More and more investors are interested in so-called Equal Weight ETFs, the investment strategy of which clearly distinguishes itself from classic ETFs.
• Equal Weight ETFs weight companies regardless of their market capitalization
• Dominance of large corporations such as Apple & Co.
• Interesting advantages, but also weaknesses
What are Equal Weight ETFs?
Most known ETFs – for example on the S&P 500 or the MSCI World – weight their positions after market capitalization. This means that the larger a company is on the stock exchange, the stronger it is in the index. The result: giants such as Apple, Microsoft or Nvidia are now making a significant share of many indices.
The situation is different with Equal Weight ETFs-instead, they focus on a simple concept: each share is weighted equally strongly, regardless of the size or market capitalization of your company, as explained. In an S&P 500 Equal-Weight-ETF, Apple has the same influence on performance as a smaller value such as Bristol-myers Squibb or Harley-Davidson.
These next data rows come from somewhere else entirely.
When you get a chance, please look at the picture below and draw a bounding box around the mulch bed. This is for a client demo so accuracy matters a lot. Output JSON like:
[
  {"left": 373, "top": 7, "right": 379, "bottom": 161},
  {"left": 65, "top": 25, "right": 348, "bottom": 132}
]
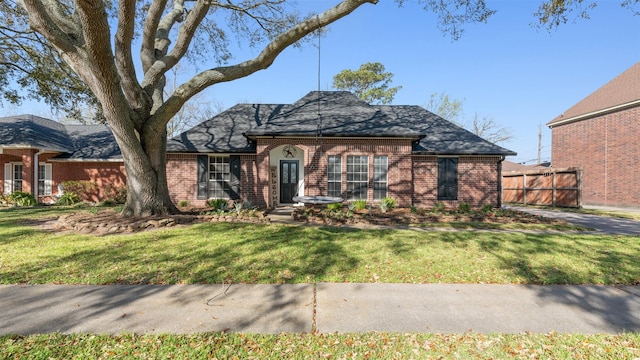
[
  {"left": 33, "top": 207, "right": 566, "bottom": 235},
  {"left": 293, "top": 207, "right": 566, "bottom": 226}
]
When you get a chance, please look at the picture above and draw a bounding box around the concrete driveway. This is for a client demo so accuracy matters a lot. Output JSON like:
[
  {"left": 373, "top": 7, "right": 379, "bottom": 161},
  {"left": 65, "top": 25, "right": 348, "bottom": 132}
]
[{"left": 507, "top": 206, "right": 640, "bottom": 236}]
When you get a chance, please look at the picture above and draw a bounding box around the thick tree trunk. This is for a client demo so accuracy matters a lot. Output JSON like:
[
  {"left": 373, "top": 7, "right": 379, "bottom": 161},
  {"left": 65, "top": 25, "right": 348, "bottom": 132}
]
[
  {"left": 121, "top": 140, "right": 178, "bottom": 216},
  {"left": 103, "top": 107, "right": 179, "bottom": 216}
]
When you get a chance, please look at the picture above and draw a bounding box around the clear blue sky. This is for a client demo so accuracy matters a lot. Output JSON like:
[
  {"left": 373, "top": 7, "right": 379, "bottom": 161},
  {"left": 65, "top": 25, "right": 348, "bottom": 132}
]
[{"left": 5, "top": 0, "right": 640, "bottom": 162}]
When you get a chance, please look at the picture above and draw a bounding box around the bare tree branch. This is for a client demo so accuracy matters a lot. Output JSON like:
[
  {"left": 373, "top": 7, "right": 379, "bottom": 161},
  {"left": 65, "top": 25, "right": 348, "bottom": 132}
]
[{"left": 149, "top": 0, "right": 378, "bottom": 126}]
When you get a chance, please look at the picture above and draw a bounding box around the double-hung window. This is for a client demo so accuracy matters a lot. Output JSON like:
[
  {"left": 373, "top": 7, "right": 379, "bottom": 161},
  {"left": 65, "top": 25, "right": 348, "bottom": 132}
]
[
  {"left": 327, "top": 155, "right": 342, "bottom": 197},
  {"left": 209, "top": 156, "right": 231, "bottom": 199},
  {"left": 373, "top": 156, "right": 389, "bottom": 200},
  {"left": 347, "top": 155, "right": 369, "bottom": 200},
  {"left": 4, "top": 163, "right": 22, "bottom": 194},
  {"left": 38, "top": 164, "right": 52, "bottom": 196},
  {"left": 438, "top": 158, "right": 458, "bottom": 200}
]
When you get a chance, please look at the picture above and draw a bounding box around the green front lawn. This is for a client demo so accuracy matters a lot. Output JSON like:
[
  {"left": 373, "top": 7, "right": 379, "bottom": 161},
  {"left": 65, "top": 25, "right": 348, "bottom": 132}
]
[
  {"left": 0, "top": 208, "right": 640, "bottom": 359},
  {"left": 0, "top": 333, "right": 640, "bottom": 359},
  {"left": 0, "top": 208, "right": 640, "bottom": 284}
]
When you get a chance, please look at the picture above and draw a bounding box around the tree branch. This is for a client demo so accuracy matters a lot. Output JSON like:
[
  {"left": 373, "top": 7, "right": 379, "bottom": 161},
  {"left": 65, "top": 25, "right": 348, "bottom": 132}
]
[
  {"left": 115, "top": 0, "right": 151, "bottom": 113},
  {"left": 142, "top": 1, "right": 210, "bottom": 92},
  {"left": 146, "top": 0, "right": 378, "bottom": 131},
  {"left": 140, "top": 0, "right": 167, "bottom": 73},
  {"left": 18, "top": 0, "right": 82, "bottom": 53}
]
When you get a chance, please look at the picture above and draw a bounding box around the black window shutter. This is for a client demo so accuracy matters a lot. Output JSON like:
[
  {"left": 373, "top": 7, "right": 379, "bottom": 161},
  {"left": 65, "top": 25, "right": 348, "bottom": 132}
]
[
  {"left": 438, "top": 158, "right": 458, "bottom": 200},
  {"left": 197, "top": 155, "right": 209, "bottom": 200},
  {"left": 229, "top": 155, "right": 240, "bottom": 200}
]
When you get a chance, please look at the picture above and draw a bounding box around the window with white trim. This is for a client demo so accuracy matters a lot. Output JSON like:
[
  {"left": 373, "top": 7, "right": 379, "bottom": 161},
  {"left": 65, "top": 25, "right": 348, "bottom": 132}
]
[
  {"left": 327, "top": 155, "right": 342, "bottom": 197},
  {"left": 438, "top": 158, "right": 458, "bottom": 200},
  {"left": 347, "top": 155, "right": 369, "bottom": 200},
  {"left": 38, "top": 164, "right": 52, "bottom": 196},
  {"left": 11, "top": 164, "right": 22, "bottom": 192},
  {"left": 209, "top": 156, "right": 231, "bottom": 199},
  {"left": 373, "top": 156, "right": 389, "bottom": 200}
]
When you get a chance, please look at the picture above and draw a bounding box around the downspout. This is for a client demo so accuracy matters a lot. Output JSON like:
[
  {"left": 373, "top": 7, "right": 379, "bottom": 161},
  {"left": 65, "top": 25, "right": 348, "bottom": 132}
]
[
  {"left": 498, "top": 155, "right": 505, "bottom": 208},
  {"left": 33, "top": 150, "right": 44, "bottom": 203}
]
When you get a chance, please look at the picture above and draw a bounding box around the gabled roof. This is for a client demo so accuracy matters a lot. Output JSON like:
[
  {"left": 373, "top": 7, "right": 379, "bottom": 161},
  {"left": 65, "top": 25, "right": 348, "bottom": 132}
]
[
  {"left": 0, "top": 115, "right": 122, "bottom": 160},
  {"left": 167, "top": 91, "right": 516, "bottom": 155},
  {"left": 547, "top": 62, "right": 640, "bottom": 127},
  {"left": 0, "top": 115, "right": 73, "bottom": 152}
]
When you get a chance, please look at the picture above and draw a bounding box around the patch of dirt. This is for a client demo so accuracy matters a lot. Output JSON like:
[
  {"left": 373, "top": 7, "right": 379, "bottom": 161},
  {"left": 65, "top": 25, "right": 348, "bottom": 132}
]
[
  {"left": 47, "top": 209, "right": 268, "bottom": 235},
  {"left": 293, "top": 208, "right": 567, "bottom": 226}
]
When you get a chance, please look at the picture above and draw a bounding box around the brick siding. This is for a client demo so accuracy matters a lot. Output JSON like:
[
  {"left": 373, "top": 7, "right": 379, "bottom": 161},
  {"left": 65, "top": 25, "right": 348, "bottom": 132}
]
[
  {"left": 167, "top": 138, "right": 500, "bottom": 207},
  {"left": 551, "top": 107, "right": 640, "bottom": 207},
  {"left": 0, "top": 149, "right": 126, "bottom": 202},
  {"left": 412, "top": 156, "right": 500, "bottom": 208}
]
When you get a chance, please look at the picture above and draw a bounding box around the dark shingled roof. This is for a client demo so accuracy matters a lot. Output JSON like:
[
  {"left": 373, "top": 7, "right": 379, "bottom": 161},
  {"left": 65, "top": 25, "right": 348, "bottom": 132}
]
[
  {"left": 0, "top": 115, "right": 122, "bottom": 160},
  {"left": 167, "top": 91, "right": 516, "bottom": 156}
]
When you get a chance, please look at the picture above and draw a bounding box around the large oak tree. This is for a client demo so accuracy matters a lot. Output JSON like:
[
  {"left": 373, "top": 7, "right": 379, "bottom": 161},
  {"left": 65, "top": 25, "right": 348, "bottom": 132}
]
[{"left": 5, "top": 0, "right": 637, "bottom": 215}]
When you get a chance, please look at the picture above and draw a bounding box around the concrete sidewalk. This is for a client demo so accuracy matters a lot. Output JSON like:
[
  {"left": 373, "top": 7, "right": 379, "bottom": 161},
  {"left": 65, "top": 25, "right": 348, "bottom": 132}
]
[
  {"left": 0, "top": 283, "right": 640, "bottom": 334},
  {"left": 507, "top": 206, "right": 640, "bottom": 236}
]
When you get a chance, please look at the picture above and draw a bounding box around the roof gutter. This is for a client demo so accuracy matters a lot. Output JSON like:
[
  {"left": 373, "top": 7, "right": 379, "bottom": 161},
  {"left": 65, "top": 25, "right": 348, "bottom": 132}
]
[{"left": 547, "top": 99, "right": 640, "bottom": 129}]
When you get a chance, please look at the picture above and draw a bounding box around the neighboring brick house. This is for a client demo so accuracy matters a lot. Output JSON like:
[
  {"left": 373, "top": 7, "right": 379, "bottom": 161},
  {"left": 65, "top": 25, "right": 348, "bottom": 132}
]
[
  {"left": 547, "top": 62, "right": 640, "bottom": 207},
  {"left": 167, "top": 92, "right": 515, "bottom": 207},
  {"left": 0, "top": 115, "right": 125, "bottom": 203}
]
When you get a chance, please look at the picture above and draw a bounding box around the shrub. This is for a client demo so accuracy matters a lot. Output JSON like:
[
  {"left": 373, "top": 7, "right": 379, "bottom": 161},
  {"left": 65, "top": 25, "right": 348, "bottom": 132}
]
[
  {"left": 327, "top": 203, "right": 342, "bottom": 211},
  {"left": 242, "top": 200, "right": 256, "bottom": 210},
  {"left": 350, "top": 199, "right": 367, "bottom": 210},
  {"left": 62, "top": 181, "right": 98, "bottom": 200},
  {"left": 431, "top": 201, "right": 447, "bottom": 212},
  {"left": 481, "top": 204, "right": 493, "bottom": 213},
  {"left": 56, "top": 192, "right": 80, "bottom": 205},
  {"left": 458, "top": 202, "right": 471, "bottom": 214},
  {"left": 380, "top": 196, "right": 396, "bottom": 212},
  {"left": 207, "top": 199, "right": 229, "bottom": 211},
  {"left": 7, "top": 191, "right": 36, "bottom": 206},
  {"left": 233, "top": 201, "right": 244, "bottom": 214},
  {"left": 62, "top": 180, "right": 127, "bottom": 204}
]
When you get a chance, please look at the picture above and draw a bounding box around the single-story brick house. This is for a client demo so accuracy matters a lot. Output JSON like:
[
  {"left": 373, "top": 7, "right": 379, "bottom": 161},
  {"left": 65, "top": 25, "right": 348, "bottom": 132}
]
[
  {"left": 167, "top": 91, "right": 516, "bottom": 207},
  {"left": 547, "top": 62, "right": 640, "bottom": 208},
  {"left": 0, "top": 91, "right": 515, "bottom": 207},
  {"left": 0, "top": 115, "right": 125, "bottom": 203}
]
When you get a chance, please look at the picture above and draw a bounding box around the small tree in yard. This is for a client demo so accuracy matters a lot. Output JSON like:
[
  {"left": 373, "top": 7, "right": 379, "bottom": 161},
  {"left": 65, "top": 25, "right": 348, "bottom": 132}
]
[
  {"left": 333, "top": 62, "right": 402, "bottom": 104},
  {"left": 0, "top": 0, "right": 632, "bottom": 215}
]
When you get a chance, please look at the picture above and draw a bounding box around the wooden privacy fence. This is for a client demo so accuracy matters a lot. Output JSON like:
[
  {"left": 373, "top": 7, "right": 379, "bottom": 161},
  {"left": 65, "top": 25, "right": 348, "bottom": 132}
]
[{"left": 502, "top": 168, "right": 582, "bottom": 207}]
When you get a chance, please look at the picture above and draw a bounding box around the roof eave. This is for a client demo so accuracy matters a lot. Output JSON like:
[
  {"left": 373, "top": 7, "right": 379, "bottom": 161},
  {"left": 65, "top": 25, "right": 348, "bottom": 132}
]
[
  {"left": 547, "top": 99, "right": 640, "bottom": 128},
  {"left": 242, "top": 133, "right": 424, "bottom": 140}
]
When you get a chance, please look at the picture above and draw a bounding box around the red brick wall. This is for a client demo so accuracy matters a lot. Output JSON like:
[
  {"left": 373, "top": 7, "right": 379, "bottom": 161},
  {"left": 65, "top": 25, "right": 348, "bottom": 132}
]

Advantages of the Equal Weight approach
Equal-Weight ETFs are considered an interesting alternative, especially if investors want to detach themselves from the dominance of individual mega caps. This approach can be particularly useful in phases of so-called sector rotations or sideways markets. In addition, the lump risk is reduced: a single drop in the price of tech giants such as alphabet or Amazon hits an equal weight ETF less hard than a classically weighted ETF, emphasizes ExtraETF.
But: keep an eye on rebalancing and costs
Nevertheless, investors should note that equal-weight ETFs have to be used regularly. This means that stocks that have risen sharply are retired and weaker values are increased. This procedure causes higher shifts and often slightly higher costs.
In addition, Equal Weight ETFs can react more volator in phases of skiing on the market, since smaller and medium-sized companies tend to fluctuate more than established large corporations.
It should also be noted that equal-weight products benefit less when large titles dominate the market. They lag behind in such boom phases of classic heavyweights.
Who are equal white ETFs for?
Equal-Weight ETFs are particularly interesting for long-term investors who are looking for a broader diversified alternative to classic ETF-and deliberately want to invest more independently from market heavy weights. Investors, on the other hand, that prioritize maximum efficiency and low costs should probably be better off with traditional ETFs.